More than 1,000 runs had been scored for the loss of only eight wickets over the first three days but Tufnell ejected Glamorgan summarily and was deprived of all 10 by a run-out and John Emburey dismissing Steve Barwick, the last man. Middlesex triumphed with 13.2 overs to spare.
Glamorgan, second-placed and only 17 points behind the leaders when the final enactment began, batted abjectly, despite the persistent accuracy with which Tufnell harnessed a bone dry, wearing pitch. They tumbled to 109 all out, soon after Mike Gatting had shrewdly extended the Middlesex innings to gain a lead of 22, with Keith Brown scoring a worthy 88 not out from 110 balls.
Vivian Richards, a double century- maker in the previous innings, was out first ball to Tufnell, providing one of four catches at short leg for John Carr. Tony Cottey's first involvement in the match, apart from fielding, deep into the fourth day, was to prevent a hat-trick. He was soon run out by Gatting's swift flick to Brown.
Deep irony surrounded Glamorgan's defeat. Though sorely lacking Middlesex's spin resources, they had outplayed them in Sunday's game in front of a record 4,000 crowd but lost this time despite the apparent luxury of declaring at 562 for 3. Even four- day games do not necessarily produce an appropiate winner.

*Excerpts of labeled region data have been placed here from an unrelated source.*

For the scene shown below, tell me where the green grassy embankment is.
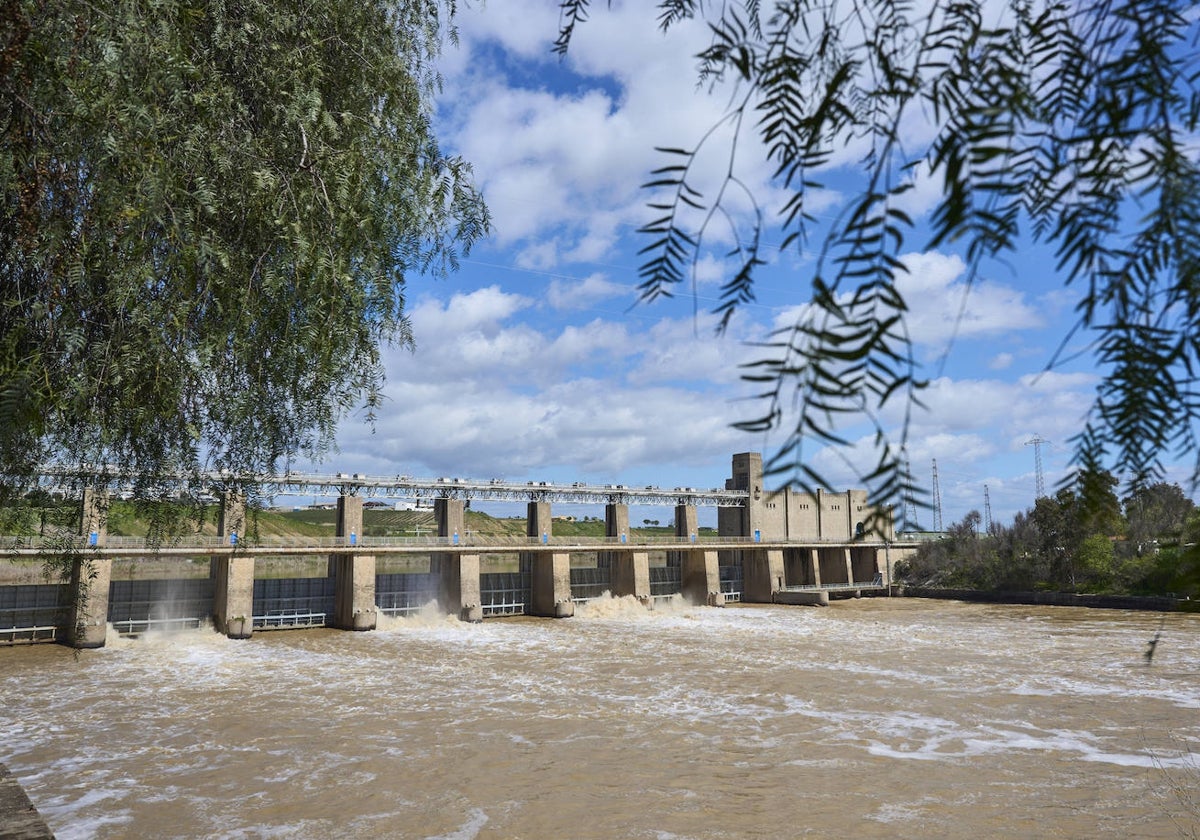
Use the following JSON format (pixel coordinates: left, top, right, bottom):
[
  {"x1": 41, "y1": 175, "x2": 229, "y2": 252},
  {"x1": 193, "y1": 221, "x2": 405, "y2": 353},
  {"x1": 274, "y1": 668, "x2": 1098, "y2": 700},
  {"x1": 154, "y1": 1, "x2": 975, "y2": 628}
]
[{"x1": 0, "y1": 500, "x2": 712, "y2": 584}]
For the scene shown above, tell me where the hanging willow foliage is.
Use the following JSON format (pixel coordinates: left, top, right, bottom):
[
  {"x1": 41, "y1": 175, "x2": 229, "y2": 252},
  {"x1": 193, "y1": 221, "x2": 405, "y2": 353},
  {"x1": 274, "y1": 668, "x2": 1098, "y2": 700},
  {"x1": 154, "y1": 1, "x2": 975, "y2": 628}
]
[
  {"x1": 0, "y1": 0, "x2": 488, "y2": 499},
  {"x1": 556, "y1": 0, "x2": 1200, "y2": 518}
]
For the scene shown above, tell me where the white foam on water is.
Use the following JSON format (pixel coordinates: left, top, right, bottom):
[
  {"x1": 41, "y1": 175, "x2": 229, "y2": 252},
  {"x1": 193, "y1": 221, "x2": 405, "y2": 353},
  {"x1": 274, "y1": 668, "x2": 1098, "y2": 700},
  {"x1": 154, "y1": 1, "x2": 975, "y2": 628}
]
[
  {"x1": 376, "y1": 600, "x2": 458, "y2": 632},
  {"x1": 575, "y1": 590, "x2": 652, "y2": 622}
]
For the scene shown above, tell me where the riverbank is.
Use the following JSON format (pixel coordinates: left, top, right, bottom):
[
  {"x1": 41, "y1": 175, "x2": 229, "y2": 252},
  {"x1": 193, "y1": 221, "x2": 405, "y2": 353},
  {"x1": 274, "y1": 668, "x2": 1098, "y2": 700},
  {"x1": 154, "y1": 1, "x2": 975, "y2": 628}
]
[{"x1": 892, "y1": 586, "x2": 1200, "y2": 612}]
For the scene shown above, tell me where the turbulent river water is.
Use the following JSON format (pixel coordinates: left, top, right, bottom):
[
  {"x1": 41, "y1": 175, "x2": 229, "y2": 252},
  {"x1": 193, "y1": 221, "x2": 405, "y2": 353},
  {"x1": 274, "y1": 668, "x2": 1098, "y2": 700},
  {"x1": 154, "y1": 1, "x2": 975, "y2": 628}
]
[{"x1": 0, "y1": 599, "x2": 1200, "y2": 840}]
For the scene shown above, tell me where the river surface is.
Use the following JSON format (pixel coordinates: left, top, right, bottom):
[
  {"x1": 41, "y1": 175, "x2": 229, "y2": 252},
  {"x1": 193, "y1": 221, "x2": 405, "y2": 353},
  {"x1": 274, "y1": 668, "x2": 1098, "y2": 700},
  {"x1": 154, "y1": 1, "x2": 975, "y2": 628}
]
[{"x1": 0, "y1": 599, "x2": 1200, "y2": 840}]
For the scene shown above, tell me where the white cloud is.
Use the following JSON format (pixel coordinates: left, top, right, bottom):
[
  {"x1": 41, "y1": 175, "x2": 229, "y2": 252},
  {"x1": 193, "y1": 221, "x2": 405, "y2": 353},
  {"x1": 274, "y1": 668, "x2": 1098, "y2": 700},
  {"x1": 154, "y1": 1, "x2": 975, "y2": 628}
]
[
  {"x1": 896, "y1": 251, "x2": 1043, "y2": 350},
  {"x1": 546, "y1": 274, "x2": 634, "y2": 310}
]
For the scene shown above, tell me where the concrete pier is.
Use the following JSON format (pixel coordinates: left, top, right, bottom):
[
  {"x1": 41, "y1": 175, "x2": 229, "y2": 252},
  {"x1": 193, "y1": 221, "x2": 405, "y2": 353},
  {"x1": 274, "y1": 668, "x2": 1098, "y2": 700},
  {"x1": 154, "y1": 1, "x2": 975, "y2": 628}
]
[
  {"x1": 217, "y1": 490, "x2": 246, "y2": 545},
  {"x1": 65, "y1": 487, "x2": 113, "y2": 649},
  {"x1": 329, "y1": 496, "x2": 378, "y2": 630},
  {"x1": 529, "y1": 552, "x2": 573, "y2": 618},
  {"x1": 438, "y1": 554, "x2": 484, "y2": 622},
  {"x1": 209, "y1": 491, "x2": 254, "y2": 638},
  {"x1": 521, "y1": 502, "x2": 575, "y2": 618},
  {"x1": 431, "y1": 498, "x2": 484, "y2": 622},
  {"x1": 611, "y1": 551, "x2": 650, "y2": 604},
  {"x1": 740, "y1": 548, "x2": 785, "y2": 604},
  {"x1": 679, "y1": 548, "x2": 725, "y2": 607},
  {"x1": 596, "y1": 504, "x2": 629, "y2": 568}
]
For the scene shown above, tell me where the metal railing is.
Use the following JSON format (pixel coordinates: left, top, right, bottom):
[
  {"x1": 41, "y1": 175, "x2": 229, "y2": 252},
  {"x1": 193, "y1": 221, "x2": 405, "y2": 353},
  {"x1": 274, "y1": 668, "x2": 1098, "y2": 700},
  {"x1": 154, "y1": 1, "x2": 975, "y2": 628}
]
[
  {"x1": 784, "y1": 575, "x2": 887, "y2": 592},
  {"x1": 0, "y1": 624, "x2": 59, "y2": 644},
  {"x1": 0, "y1": 532, "x2": 902, "y2": 553},
  {"x1": 251, "y1": 610, "x2": 325, "y2": 630}
]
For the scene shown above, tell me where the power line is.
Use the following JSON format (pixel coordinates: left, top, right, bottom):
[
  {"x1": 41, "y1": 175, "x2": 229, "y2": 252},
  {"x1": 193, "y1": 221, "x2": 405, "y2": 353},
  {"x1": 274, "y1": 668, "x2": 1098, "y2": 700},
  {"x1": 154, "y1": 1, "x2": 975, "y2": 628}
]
[
  {"x1": 1025, "y1": 433, "x2": 1050, "y2": 500},
  {"x1": 934, "y1": 458, "x2": 942, "y2": 532}
]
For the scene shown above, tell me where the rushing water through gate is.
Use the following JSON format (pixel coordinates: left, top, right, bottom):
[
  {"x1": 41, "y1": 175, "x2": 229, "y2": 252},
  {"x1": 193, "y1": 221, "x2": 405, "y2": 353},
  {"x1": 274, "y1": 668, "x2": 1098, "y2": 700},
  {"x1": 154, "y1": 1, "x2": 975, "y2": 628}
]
[{"x1": 0, "y1": 599, "x2": 1200, "y2": 840}]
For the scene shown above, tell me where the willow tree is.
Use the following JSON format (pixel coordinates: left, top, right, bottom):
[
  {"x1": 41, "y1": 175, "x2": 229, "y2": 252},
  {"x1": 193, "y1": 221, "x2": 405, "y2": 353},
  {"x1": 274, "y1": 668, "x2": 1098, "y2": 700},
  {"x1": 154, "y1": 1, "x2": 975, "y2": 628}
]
[
  {"x1": 0, "y1": 0, "x2": 488, "y2": 499},
  {"x1": 557, "y1": 0, "x2": 1200, "y2": 518}
]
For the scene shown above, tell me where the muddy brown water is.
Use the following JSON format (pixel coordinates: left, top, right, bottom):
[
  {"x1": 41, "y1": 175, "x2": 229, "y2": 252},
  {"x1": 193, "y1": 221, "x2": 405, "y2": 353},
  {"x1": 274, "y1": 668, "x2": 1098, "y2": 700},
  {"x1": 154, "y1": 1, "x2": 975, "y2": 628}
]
[{"x1": 0, "y1": 599, "x2": 1200, "y2": 840}]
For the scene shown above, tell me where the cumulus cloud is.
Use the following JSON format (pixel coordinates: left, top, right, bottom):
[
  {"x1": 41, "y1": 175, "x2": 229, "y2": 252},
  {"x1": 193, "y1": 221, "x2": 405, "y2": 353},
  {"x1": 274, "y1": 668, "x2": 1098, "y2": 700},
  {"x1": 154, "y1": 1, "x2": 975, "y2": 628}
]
[
  {"x1": 546, "y1": 274, "x2": 634, "y2": 310},
  {"x1": 896, "y1": 251, "x2": 1044, "y2": 350}
]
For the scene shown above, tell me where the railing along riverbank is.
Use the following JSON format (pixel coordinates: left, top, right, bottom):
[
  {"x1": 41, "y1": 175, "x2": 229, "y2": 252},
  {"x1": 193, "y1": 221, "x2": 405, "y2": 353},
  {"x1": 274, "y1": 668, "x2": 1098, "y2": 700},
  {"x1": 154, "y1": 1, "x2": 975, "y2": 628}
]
[{"x1": 892, "y1": 584, "x2": 1200, "y2": 612}]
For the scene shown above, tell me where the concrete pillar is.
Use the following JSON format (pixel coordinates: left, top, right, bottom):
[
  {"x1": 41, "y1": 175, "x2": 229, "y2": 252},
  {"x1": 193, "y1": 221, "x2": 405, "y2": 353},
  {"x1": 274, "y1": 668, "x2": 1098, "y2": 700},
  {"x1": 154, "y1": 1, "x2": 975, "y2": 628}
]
[
  {"x1": 329, "y1": 554, "x2": 378, "y2": 630},
  {"x1": 596, "y1": 504, "x2": 629, "y2": 569},
  {"x1": 433, "y1": 499, "x2": 467, "y2": 541},
  {"x1": 217, "y1": 490, "x2": 246, "y2": 542},
  {"x1": 742, "y1": 548, "x2": 784, "y2": 604},
  {"x1": 209, "y1": 490, "x2": 254, "y2": 638},
  {"x1": 438, "y1": 552, "x2": 484, "y2": 622},
  {"x1": 529, "y1": 552, "x2": 573, "y2": 618},
  {"x1": 211, "y1": 553, "x2": 254, "y2": 638},
  {"x1": 526, "y1": 502, "x2": 553, "y2": 542},
  {"x1": 65, "y1": 487, "x2": 113, "y2": 649},
  {"x1": 676, "y1": 504, "x2": 700, "y2": 541},
  {"x1": 611, "y1": 551, "x2": 650, "y2": 604},
  {"x1": 679, "y1": 548, "x2": 725, "y2": 607},
  {"x1": 66, "y1": 551, "x2": 113, "y2": 649},
  {"x1": 604, "y1": 504, "x2": 629, "y2": 542},
  {"x1": 329, "y1": 496, "x2": 378, "y2": 630},
  {"x1": 79, "y1": 487, "x2": 108, "y2": 546},
  {"x1": 432, "y1": 499, "x2": 472, "y2": 622},
  {"x1": 817, "y1": 548, "x2": 850, "y2": 586},
  {"x1": 804, "y1": 548, "x2": 821, "y2": 587}
]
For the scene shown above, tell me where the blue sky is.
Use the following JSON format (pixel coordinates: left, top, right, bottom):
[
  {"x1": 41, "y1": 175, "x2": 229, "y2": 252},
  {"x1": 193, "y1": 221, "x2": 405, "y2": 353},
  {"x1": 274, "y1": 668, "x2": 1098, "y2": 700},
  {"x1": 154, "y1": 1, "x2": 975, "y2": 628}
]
[{"x1": 302, "y1": 0, "x2": 1186, "y2": 524}]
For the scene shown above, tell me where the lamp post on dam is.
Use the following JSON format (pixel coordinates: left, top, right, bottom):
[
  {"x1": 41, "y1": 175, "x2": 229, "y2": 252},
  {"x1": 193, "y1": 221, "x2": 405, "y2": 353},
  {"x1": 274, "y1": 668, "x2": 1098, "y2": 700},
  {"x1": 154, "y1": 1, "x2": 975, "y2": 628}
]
[{"x1": 0, "y1": 452, "x2": 904, "y2": 647}]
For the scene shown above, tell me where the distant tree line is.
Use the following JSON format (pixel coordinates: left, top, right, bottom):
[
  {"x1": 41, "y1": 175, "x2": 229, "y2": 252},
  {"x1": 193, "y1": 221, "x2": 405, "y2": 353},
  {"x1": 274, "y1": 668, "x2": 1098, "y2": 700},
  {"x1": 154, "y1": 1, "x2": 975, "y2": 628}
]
[{"x1": 896, "y1": 473, "x2": 1200, "y2": 598}]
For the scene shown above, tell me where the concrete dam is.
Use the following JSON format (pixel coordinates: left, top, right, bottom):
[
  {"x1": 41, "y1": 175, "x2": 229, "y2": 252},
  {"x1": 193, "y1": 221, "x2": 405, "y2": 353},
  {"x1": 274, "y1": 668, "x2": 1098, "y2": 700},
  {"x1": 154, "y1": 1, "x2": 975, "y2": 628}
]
[{"x1": 0, "y1": 452, "x2": 912, "y2": 648}]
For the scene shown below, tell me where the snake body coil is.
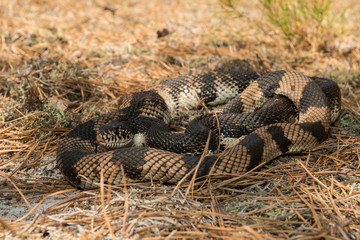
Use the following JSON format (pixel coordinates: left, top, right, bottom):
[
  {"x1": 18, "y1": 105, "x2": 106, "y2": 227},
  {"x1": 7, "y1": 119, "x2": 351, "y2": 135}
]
[{"x1": 57, "y1": 71, "x2": 341, "y2": 189}]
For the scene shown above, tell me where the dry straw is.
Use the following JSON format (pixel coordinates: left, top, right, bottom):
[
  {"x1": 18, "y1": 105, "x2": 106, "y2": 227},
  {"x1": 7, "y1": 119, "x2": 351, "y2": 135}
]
[{"x1": 0, "y1": 0, "x2": 360, "y2": 239}]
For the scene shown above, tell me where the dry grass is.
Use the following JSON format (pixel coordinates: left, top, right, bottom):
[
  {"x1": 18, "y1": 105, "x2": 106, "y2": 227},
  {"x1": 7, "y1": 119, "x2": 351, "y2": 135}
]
[{"x1": 0, "y1": 0, "x2": 360, "y2": 239}]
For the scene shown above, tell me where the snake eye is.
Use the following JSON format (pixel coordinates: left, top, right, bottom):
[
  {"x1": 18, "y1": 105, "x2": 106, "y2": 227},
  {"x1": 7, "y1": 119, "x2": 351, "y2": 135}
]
[{"x1": 96, "y1": 120, "x2": 134, "y2": 150}]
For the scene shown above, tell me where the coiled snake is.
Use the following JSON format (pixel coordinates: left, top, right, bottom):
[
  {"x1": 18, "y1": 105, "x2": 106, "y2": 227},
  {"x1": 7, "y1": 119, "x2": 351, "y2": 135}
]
[{"x1": 57, "y1": 71, "x2": 341, "y2": 189}]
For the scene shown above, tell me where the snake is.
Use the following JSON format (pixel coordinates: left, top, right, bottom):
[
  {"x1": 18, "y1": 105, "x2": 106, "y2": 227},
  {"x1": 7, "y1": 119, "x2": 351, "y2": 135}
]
[{"x1": 56, "y1": 70, "x2": 341, "y2": 189}]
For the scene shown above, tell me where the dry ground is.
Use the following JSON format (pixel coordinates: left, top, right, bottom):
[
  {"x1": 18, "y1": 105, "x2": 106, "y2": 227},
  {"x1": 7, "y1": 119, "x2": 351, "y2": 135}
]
[{"x1": 0, "y1": 0, "x2": 360, "y2": 239}]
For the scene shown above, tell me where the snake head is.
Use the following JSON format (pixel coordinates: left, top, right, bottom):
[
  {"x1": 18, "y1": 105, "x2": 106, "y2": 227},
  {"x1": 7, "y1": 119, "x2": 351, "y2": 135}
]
[{"x1": 96, "y1": 120, "x2": 134, "y2": 150}]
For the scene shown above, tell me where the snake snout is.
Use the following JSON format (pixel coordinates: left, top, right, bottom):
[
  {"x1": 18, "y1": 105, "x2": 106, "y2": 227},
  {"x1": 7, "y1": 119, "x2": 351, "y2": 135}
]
[{"x1": 96, "y1": 120, "x2": 134, "y2": 150}]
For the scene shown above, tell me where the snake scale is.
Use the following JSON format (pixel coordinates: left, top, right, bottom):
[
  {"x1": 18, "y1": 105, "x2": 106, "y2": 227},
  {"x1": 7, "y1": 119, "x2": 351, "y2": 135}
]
[{"x1": 56, "y1": 71, "x2": 341, "y2": 189}]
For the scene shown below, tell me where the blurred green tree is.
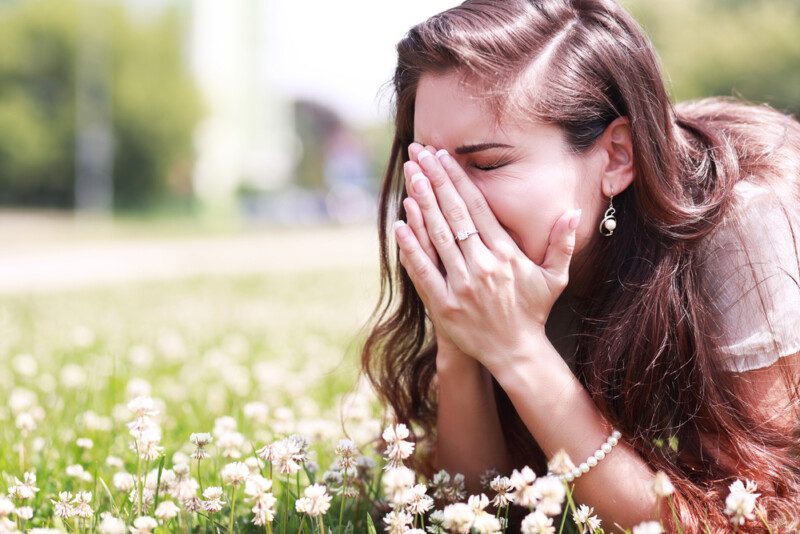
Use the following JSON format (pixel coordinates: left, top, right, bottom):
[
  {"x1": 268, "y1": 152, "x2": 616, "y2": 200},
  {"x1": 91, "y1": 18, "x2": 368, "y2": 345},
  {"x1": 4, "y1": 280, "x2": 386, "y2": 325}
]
[
  {"x1": 622, "y1": 0, "x2": 800, "y2": 115},
  {"x1": 0, "y1": 0, "x2": 202, "y2": 214}
]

Morally, this contest should have been drawn but Glamorgan's former players had their annual reunion blighted.
Where Tufnell goes from here depends on Ted Dexter and Co. Having been dropped by England, he confirmed an ability to transform a game supposedly one notch below Test level, although in reality, a few more.
Tufnell took the first five wickets before Cottey was run out. Later, it was 'dying' and then Embers, not just for Glamorgan because Emburey, wicket-less at that point, saw Desmond Haynes and Carr juggle a catch from Robert Croft unsuccessfully five times between them. Emburey laid flat on his back in disbelief.
Metaphorically, Glamorgan were on theirs later, especially after the record partnership in their 72-year history of 425 between Richards and Adrian Dale. When Alan Jones and Roy Fredericks set the previous best of 330 against Northamptonshire in 1972, Glamorgan lost that match, too.